Each router on the network will send the a candidate RP advertisements to the BSR which will contain the multicast group they want to be responsible for, and their IP address. This information will be stored in the local candidate-RP cache, and the BSR will advertise the contents to all other PIM devices in the domain.

The Flow of Sparse Mode

Now since every single router has to agree on the RP, there has to be a very specific flow of events in order to make sure only the necessary routers get the multicast stream:

  1. The receiver will send an IGMP request to the Last Hop Router (LHR). The LHR is the router that that is closest to the receiver. The LHR will look at the RP for that multicast group, then sends a request to the RP. This will be shown as a (*,G) in the MFIB and will be a shared tree.
  2. The (*,G) should now be present at the RP. This way, the RP knows about all the receivers in that network.
  3. When the sender starts sending the multicast stream, the FHR should receive this multicast stream. The first hop router, or FHR, is the router closest to the source.
  4. When the FHR gets this multicast stream, it will send a unicast packet to the RP. The unicast packet is called a PIM register packet, and will contain information about the source and stream to the RP.
  5. Since the RP already has a interested receiver (the (*,G) entry from the LHR), it will send a (S,G) PIM Join towards the FHR, at the same time, it will send a PIM Register stop as another unicast to the FHR.
  6. When the FHR receives the register stop, it will send the multicast to the RP as an (S,G) flow, since we have the specific source.
  7. At this time, the RP will populate the outgoing list to the LHR based on the interested receivers from the (*,G) received in step 1 and 2, and the unicast routing table. The (S,G) will be sent LHR which will then be sent to the receiver.
  8. At the LHR, the (S,G) has finally arrived, and we can check the best path based on the source of the (S,G) packet via the unicast routing table.
  9. The check can also help determine if there is a better path. In the above example, R7 has determine the better path to be via R5. However, in some topologies, the RP might be in the best path.
  10. The FHR should now no where to send the multicast based on the SPT (Shortest Path Tree). Once it begins receiving this data, it will send a PIM prune message towards the RP indicating that the old path is no longer needed.

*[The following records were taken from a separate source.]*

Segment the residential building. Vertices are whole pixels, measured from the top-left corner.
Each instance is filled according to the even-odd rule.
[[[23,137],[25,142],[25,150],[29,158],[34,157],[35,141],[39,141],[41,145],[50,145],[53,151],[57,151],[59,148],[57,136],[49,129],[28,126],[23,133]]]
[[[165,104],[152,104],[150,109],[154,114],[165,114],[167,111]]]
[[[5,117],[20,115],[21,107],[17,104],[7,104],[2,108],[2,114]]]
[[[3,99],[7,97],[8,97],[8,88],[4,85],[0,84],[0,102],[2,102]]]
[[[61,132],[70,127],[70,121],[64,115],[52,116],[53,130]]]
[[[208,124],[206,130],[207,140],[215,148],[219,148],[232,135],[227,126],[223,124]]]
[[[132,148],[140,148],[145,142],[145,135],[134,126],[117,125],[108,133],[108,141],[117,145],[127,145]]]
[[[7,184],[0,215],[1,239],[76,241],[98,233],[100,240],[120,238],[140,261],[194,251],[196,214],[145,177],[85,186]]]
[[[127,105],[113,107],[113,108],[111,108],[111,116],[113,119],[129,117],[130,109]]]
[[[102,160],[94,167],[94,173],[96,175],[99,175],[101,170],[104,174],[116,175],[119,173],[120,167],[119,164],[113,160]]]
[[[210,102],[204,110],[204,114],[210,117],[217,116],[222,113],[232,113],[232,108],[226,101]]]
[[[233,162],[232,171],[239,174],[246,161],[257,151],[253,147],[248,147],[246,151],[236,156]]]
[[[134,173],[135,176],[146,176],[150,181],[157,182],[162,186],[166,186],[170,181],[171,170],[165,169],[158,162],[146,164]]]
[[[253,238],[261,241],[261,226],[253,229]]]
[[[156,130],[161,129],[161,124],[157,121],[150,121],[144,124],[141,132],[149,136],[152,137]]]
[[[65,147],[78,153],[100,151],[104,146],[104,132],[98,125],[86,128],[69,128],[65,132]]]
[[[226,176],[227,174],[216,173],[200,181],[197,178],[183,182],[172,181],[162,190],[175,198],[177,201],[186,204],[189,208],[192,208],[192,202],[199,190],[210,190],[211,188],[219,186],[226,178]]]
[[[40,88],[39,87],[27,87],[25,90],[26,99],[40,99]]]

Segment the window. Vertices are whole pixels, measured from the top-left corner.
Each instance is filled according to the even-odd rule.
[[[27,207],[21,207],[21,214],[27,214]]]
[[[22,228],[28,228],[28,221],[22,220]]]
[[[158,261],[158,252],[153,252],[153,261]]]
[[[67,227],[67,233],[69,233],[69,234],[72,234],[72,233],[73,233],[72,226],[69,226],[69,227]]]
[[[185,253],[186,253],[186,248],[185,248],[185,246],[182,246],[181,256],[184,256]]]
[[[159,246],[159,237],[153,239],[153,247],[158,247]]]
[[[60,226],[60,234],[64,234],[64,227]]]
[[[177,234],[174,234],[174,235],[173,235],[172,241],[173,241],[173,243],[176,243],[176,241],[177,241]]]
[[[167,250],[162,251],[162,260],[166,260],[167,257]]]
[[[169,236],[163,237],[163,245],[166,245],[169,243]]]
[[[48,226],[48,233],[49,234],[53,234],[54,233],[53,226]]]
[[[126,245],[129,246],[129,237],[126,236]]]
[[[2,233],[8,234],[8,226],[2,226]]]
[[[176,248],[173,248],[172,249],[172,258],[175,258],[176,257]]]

SSM (Source Specific Multicast)

The multicast stream is sent with both the Source IP and the multicast address of a group. When both of these are sent, it provides a host with a completely identification of something called the multicast channel. This multicast channel is identified with an (S,G). The receiver will have to use IGMPv3 in order to subscribe to the multicast channel. The IGMPv3 packet provides the ability for the is able to receive the group from a specified source, thus negating the need for an RP.

So let’s say if we have two channels below:

Channel A (S,G) = (10.0.0.1, 232.1.1.1)
Channel B (S,G) = (10.0.0.2, 232.1.1.1)

So we have two receivers on 10.0.0.1 and 10.0.0.2 and our sender is 10.1.12.12. The receivers can send an explicit join directly to the sender because the Source IP is included in their join message.

For this to work correctly, there has to be two things we have to keep in mind:

  • IGMPv3 is required due to the fact it has fields inside the actual packet for Source IP
  • The range used by 232.0.0.0/8, and we can’t use anything else outside this range.